566. Sir Charles
Barry and Augustus Welby
Northmore Pugin,
Palace of Westminster, also known as
the Houses of Parliament,
London, 1836-c. 1860 (United Kingdom)
The Palace of Westminster, as this great complex is more correctly termed, is the seat of the two British Houses of Parliament. It was erected following the destruction of most of the old parliamentary buildings in a great fire in 1834. The chosen style was Perpendicular Gothic of the 15th century, meant to reflect the medieval origins of the English parliamentary system and to harmonise with surviving medieval fragments of Westminster Hall and St. Stephen’s Chapel, as well as neighbouring Westminster Abbey.

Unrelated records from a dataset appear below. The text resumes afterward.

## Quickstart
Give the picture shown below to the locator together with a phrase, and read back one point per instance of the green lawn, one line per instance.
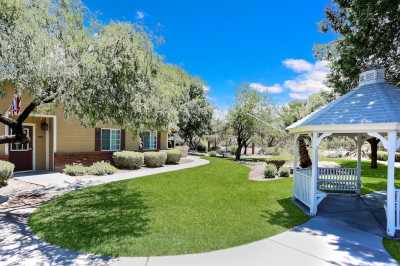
(195, 210)
(393, 247)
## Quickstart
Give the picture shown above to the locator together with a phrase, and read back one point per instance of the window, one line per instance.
(110, 139)
(150, 141)
(19, 146)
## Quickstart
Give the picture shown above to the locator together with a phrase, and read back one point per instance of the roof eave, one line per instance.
(346, 128)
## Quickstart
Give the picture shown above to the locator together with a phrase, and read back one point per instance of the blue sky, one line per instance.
(268, 44)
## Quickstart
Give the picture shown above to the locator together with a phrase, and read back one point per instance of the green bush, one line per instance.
(212, 154)
(278, 163)
(284, 172)
(75, 169)
(6, 171)
(184, 150)
(383, 156)
(101, 168)
(173, 156)
(155, 158)
(270, 171)
(128, 159)
(232, 149)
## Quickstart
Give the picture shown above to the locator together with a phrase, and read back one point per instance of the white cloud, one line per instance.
(276, 88)
(298, 65)
(140, 14)
(311, 80)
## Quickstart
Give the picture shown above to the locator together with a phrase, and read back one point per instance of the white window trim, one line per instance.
(101, 138)
(29, 146)
(156, 141)
(33, 146)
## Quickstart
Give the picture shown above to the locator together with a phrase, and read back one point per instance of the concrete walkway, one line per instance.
(59, 180)
(348, 231)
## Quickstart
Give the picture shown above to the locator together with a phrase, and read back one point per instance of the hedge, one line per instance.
(155, 158)
(6, 171)
(173, 156)
(270, 171)
(128, 159)
(383, 156)
(98, 168)
(101, 168)
(75, 169)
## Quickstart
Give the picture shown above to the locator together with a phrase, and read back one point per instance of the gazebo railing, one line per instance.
(329, 180)
(338, 180)
(397, 209)
(302, 185)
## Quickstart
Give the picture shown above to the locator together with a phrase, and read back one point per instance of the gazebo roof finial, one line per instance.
(371, 76)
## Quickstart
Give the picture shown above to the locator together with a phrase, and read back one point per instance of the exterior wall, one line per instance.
(74, 143)
(40, 142)
(163, 140)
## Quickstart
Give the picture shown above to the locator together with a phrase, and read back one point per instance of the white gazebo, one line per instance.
(370, 110)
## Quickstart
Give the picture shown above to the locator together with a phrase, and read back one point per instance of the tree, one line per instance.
(294, 111)
(102, 74)
(195, 114)
(369, 36)
(243, 115)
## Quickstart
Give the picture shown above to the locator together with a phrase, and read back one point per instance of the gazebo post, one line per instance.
(359, 145)
(390, 200)
(295, 153)
(314, 178)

Barry, a Classicist, produced façades with a regular system of bays; Pugin, a pioneering and committed Gothic Revivalist, found this too repetitive: he once remarked that the Palace was “All Grecian ... Tudor details on a classic body.” Indeed, only a few major elements lend the composition a calculated asymmetry: these include the 98.5 metre Victoria Tower (housing the Parliamentary archives) and the 96.3 metre Clock Tower (often mistakenly referred to as ‘Big Ben,’ which is actually the name of the 14-tonne bell inside it). Pugin toiled endlessly to produce authentically medieval designs for wallpapers, tiled floors, sculptures, stained glass and large-scale furnishings, including the royal thrones and canopies. Comprising about 1100 rooms, the Palace was only fully completed in 1870.